Our objectives are on the following three main subjects: (1) The qualitative study of differential equations, (2) the Hamiltonian systems and the Celestial Mechanics, and (3) the discrete dynamical systems.
(1) The first subject consists in the qualitative study of the differential equations putting special emphasis in the analysis of their periodic solutions, their number, their kind of stability, and their bifurcations. Moreover we also are interested in the study of the integrability of these systems. More precisely:
(1.1) The study of the limit cycles for polynomial differential systems in the plain and the 16th Hilbert problem stated in 1900. Our group has solved this problem for some particular classes of polynomial differential systems. We believe that we are close to its complete solution, or at least of its generic solution. In this project we will extend this problem to trigonometric differential equations on the cylinder.
(1.2) The center-focus problem: to distinguish between a focus and a center of an analytic differential system in the plane. This problem already has more than 100 years. We have encouraging results in this direction, but we want to improve them mainly in the computation of the Liapunov constants for the linear type centers using parallel computation.
(1.3) Development and applications of the averaging theory for studying the periodic solutions of the differential systems in arbitrary finite dimension. We have developed this theory recently to arbitrary order in a small parameter and arbitrary finite dimension for differential systems. Now we want to extend this theory to the continuous and discontinuous piecewise differential systems. This kind of differential systems appear in a natural way in problems of the engineering and in the control theory.
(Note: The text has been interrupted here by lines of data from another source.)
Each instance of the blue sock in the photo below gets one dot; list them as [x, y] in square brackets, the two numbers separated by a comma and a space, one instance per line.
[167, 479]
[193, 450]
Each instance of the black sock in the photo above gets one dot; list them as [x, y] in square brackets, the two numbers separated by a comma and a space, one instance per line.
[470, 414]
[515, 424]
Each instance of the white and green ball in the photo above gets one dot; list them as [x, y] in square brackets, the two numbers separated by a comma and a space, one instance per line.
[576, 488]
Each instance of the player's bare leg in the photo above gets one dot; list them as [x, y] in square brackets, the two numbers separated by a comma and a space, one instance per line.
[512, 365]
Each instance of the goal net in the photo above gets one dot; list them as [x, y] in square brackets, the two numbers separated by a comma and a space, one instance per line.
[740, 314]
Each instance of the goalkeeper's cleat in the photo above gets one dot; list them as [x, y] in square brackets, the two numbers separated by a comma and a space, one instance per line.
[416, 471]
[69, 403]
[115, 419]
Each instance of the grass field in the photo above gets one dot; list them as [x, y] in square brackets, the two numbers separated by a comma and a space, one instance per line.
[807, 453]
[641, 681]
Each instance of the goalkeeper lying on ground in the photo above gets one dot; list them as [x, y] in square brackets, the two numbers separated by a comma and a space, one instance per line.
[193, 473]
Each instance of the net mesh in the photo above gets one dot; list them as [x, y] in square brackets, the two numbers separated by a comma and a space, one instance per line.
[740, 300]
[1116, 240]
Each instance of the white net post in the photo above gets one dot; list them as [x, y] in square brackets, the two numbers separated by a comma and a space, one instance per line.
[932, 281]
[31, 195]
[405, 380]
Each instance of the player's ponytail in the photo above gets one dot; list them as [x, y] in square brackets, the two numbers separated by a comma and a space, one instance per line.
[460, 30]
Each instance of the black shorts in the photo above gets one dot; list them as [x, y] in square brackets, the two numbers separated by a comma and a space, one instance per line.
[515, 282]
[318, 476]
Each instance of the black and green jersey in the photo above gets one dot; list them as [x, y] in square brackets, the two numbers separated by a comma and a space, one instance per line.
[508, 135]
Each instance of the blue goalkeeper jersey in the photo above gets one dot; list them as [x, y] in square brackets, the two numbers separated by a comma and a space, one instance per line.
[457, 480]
(1.4) The existence of first integrals simplifies the study of the dynamics of a differential system. The Darboux theory of integrability and the study of the analytic first integrals have obtained good results in these last years, part of these results have been obtained by our group.
(2) The second subject mainly consists in studying the families of periodic orbits of the Hamiltonian systems, and in particular of the families defined by the central configurations of the n body problem of Celestial Mechanics. We want to develop and improve the application of the averaging theory to the study of the families of periodic orbits of the Hamiltonian systems, and in special to the ones coming from Celestial Mechanics.
(3) We consider the discrete dynamical systems defined by the iteration of a function or a recurrence. In the study of the dynamics of such discrete system, the periodic orbits play the main role. Our objective is the characterization of the set of periods for some of the relevant discrete dynamical systems. We already have several results in this direction. The Lefschetz zeta function is a good tool for these studies when the variety is compact.